Ситуация сохраняется и в дальнейшем в самые разные эпохи и на самых разных территориях. Сельская община и ремесленный цех, тот относительно обособленный от окружающего мира околоток, который французы называют pays, а англичане borough, содружества и корпорации разного рода, церковные и соседские общины – везде человек осознает потребность ощутить себя принадлежащим не только к макро‑, но и к микрообщности, убедиться в том, что во всех случаях его отношения с окружением не исчерпываются формальными, безлично правовыми данными, но и несут в себе чувство принадлежности, ощущение привычности и относительной безопасности – всю ту опосредованную историей

891

и социокультурным опытом, но к ним не сводящуюся гамму переживаний, которую современные историки и социологи называют неуклюже звучащим, но точным словом самоидентификация.

Из всего сказанного следуют по крайней мере три вывода и вырисовывается по крайней мере одна проблема.

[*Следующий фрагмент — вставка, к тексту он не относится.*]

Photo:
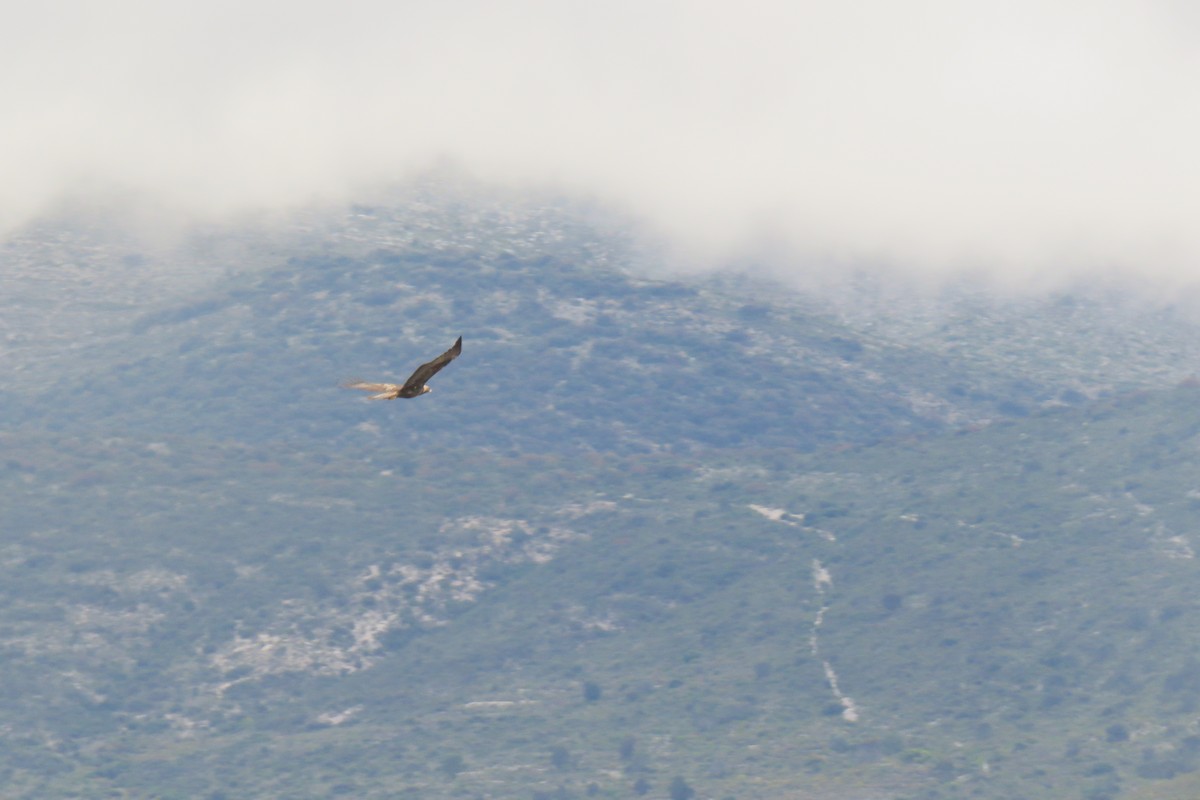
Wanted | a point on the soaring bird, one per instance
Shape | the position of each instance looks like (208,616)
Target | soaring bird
(415,384)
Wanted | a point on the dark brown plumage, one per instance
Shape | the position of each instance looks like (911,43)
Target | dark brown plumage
(415,384)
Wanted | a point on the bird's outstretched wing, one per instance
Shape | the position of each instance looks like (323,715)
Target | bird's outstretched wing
(417,380)
(385,391)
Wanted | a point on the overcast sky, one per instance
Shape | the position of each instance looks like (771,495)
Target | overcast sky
(1027,137)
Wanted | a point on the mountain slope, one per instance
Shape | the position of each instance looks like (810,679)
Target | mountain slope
(641,530)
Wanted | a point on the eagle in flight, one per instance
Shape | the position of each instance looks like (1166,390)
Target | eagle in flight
(415,384)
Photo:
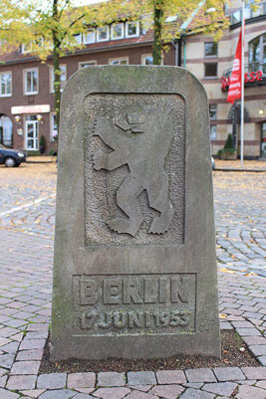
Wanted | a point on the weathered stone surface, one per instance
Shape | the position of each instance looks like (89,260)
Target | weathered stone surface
(135,267)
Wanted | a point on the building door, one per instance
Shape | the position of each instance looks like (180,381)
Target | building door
(6,131)
(263,140)
(32,134)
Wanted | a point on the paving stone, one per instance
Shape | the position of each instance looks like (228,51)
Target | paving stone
(32,344)
(200,375)
(228,373)
(141,378)
(167,391)
(30,354)
(248,392)
(114,393)
(261,384)
(220,388)
(3,381)
(143,388)
(52,381)
(196,385)
(79,380)
(33,393)
(171,377)
(27,367)
(111,379)
(58,394)
(258,350)
(254,373)
(20,382)
(5,394)
(7,360)
(191,393)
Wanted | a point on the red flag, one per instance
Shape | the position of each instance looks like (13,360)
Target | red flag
(234,92)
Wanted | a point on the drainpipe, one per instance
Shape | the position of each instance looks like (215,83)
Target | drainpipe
(176,47)
(185,53)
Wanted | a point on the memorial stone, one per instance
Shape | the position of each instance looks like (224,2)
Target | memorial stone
(135,267)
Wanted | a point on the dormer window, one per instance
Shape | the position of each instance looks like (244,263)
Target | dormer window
(103,34)
(117,31)
(132,28)
(89,36)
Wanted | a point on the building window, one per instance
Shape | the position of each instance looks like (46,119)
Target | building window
(89,36)
(210,70)
(213,111)
(146,59)
(31,81)
(63,78)
(86,64)
(103,34)
(213,132)
(78,39)
(210,49)
(117,31)
(257,54)
(118,61)
(5,84)
(132,28)
(53,128)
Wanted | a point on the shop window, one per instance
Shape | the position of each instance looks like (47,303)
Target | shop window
(210,70)
(5,84)
(53,128)
(257,54)
(86,64)
(147,59)
(31,81)
(118,61)
(132,28)
(89,36)
(213,111)
(210,49)
(63,78)
(117,31)
(103,34)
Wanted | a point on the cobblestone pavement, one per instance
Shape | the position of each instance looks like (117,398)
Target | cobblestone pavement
(26,243)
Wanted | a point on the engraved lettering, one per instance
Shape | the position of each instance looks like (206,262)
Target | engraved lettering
(135,319)
(88,292)
(112,292)
(131,291)
(179,289)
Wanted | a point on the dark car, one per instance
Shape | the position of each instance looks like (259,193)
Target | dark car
(11,157)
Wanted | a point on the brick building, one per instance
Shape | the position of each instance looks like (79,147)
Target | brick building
(26,85)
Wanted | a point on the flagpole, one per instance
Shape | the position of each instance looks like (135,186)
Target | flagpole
(242,85)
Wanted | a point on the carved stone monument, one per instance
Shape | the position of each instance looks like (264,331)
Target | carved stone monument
(135,267)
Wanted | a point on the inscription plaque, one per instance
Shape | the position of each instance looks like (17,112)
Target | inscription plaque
(135,265)
(134,304)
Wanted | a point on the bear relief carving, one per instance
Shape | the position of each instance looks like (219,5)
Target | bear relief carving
(143,144)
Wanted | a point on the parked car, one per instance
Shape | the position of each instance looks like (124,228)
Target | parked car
(11,157)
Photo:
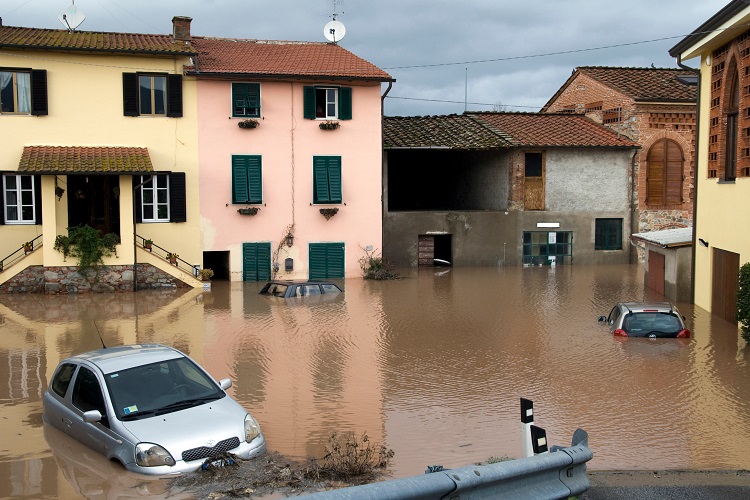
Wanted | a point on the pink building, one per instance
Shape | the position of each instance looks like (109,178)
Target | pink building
(290,155)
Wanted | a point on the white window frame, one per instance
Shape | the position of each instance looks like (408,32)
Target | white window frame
(150,198)
(19,205)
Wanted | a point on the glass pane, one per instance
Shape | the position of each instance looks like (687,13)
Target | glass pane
(145,91)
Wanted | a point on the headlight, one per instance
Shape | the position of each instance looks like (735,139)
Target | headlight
(252,429)
(152,455)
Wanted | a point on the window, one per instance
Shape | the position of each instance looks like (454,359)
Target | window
(664,174)
(20,199)
(328,103)
(327,179)
(160,197)
(608,234)
(247,179)
(246,99)
(23,91)
(152,94)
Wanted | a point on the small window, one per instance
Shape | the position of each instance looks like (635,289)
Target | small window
(246,99)
(62,379)
(327,179)
(19,199)
(608,234)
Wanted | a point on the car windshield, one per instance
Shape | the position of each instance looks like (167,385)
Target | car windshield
(651,322)
(159,388)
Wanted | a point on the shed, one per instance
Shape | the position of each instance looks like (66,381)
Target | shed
(668,259)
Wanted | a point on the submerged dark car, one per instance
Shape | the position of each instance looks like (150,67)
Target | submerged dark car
(646,319)
(289,289)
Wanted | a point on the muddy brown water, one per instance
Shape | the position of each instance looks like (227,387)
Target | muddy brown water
(432,366)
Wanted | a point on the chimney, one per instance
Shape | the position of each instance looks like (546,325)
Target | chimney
(181,28)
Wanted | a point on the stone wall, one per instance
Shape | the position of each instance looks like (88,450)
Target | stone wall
(65,280)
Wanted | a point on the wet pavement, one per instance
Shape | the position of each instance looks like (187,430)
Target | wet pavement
(432,365)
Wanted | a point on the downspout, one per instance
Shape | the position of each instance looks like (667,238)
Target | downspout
(695,172)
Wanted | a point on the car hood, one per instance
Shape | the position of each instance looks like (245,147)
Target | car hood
(203,425)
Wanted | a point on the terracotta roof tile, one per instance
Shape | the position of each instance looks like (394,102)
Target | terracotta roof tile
(278,58)
(645,84)
(448,132)
(553,130)
(35,38)
(79,159)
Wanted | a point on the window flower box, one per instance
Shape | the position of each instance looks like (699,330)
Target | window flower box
(329,125)
(248,210)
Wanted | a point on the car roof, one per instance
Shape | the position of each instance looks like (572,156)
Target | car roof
(649,306)
(112,359)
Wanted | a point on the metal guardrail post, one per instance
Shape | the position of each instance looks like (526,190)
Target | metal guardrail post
(548,476)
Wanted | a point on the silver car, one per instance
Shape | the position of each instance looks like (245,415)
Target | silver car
(151,408)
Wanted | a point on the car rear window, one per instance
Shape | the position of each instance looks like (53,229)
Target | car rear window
(636,322)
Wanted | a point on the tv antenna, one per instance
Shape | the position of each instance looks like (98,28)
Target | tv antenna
(334,30)
(72,17)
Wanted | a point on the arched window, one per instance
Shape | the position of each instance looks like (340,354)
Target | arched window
(732,111)
(664,173)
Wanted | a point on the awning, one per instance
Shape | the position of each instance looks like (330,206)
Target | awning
(84,160)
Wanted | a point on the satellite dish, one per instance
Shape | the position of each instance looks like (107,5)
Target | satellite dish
(334,31)
(72,17)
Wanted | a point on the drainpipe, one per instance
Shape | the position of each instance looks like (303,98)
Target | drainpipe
(695,172)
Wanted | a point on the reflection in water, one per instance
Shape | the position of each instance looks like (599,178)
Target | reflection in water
(432,365)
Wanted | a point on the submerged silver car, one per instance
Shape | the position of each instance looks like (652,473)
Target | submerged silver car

Первый вывод состоит в том, что потребность ощутить себя в некотором своем пространстве, физическом и социальном, в этом смысле потребность в самоидентификации с социумом, где твоя жизнь, как и жизнь других, регулируется теми же нормами, теми же привычками, протекает в подчиняющейся тем же критериям материально‑пространственной среде, ‑ такая потребность коренится в природе человеческого общества, в архаических глубинах истории и сохраняется на самых разных этапах общественного развития.

Второй вывод состоит в том, что античный мир ‑ эта колыбель европейской цивилизации ‑ обладает указанной потребностью в очень высокой степени. Исходной и основной единицей общества Греции и Рима на протяжении всей тысячелетней его истории является город‑государство – греческий полис, римская цивитас, где самоидентификация гражданина с общиной остается вплоть до предсмертного кризиса античного мира непреложным законом и основой мирочувствия.

Третий вывод состоит в том, что, как только в античном мире подобная самоидентификация сделалась предметом теоретического осмысления, стало очевидно, что она имеет ступенчатую структуру. У человека, живущего в развитом высокоорганизованном обществе, потребность в самоидентификации реализуется не только в рамках микроколлектива, непосредственного окружения, ‑хотя этот инстинкт остается, по‑видимому, наиболее сильным, – но и в рамках более широкого множества. Самоидентификация последнего типа неотделима от первой.

Отсюда и вытекает проблема, встающая перед людьми XX в.: если потребность в самоидентификации имманентна человеческому обществу, если она возникает на разных его этапах, то какую форму принимает она сегодня вообще и в Европе в частности? Каковы здесь возможности и пути ее удовлетворения? И если она была так капитально важна для греко‑римского мира, то в какой мере Европа, из него вышедшая, продолжает эту традицию? В какой форме? Другими словами: есть ли основания у сегодняшнего рядового жителя какой‑нибудь из европейских стран ощущать себя европейцем – не на паспортном уровне, а на уровне субъективно переживаемого культурного самосознания и,

892

если да, рассматривает ли он такую принадлежность как ценность? Существует ли вообще сегодня реально на указанном уровне такое единство и такая культурно‑историческая общность– Европа? Каковы параметры, ее определяющие, и выводы, отсюда следующие?

Есть многие и весомые основания отвечать на главные из этих вопросов отрицательно.

Прежде всего, европейский тип цивилизации, каким он выработался в ходе исторического развития, распространен в настоящее время по всему миру, давно оторвался от географически очерченной части света Европа и в этом смысле не содержит в себе ничего специфически «европейского». Австралия, Америка или Россия при всех очевидных различиях варьируют тот же тип цивилизации. Люди носят ту же одежду, проходят те же ступени образования, сходным образом организуют производство, разделение властей и парламентские формы управления, европейские по своему происхождению, едины для стран в самых разных частях света, товары одного типа и назначения, произведенные в Европе или за ее пределами, равно циркулируют по всему земному шару. Можно ли говорить в этих условиях о специфической самоидентификации именно Европы? На чем она может быть основана?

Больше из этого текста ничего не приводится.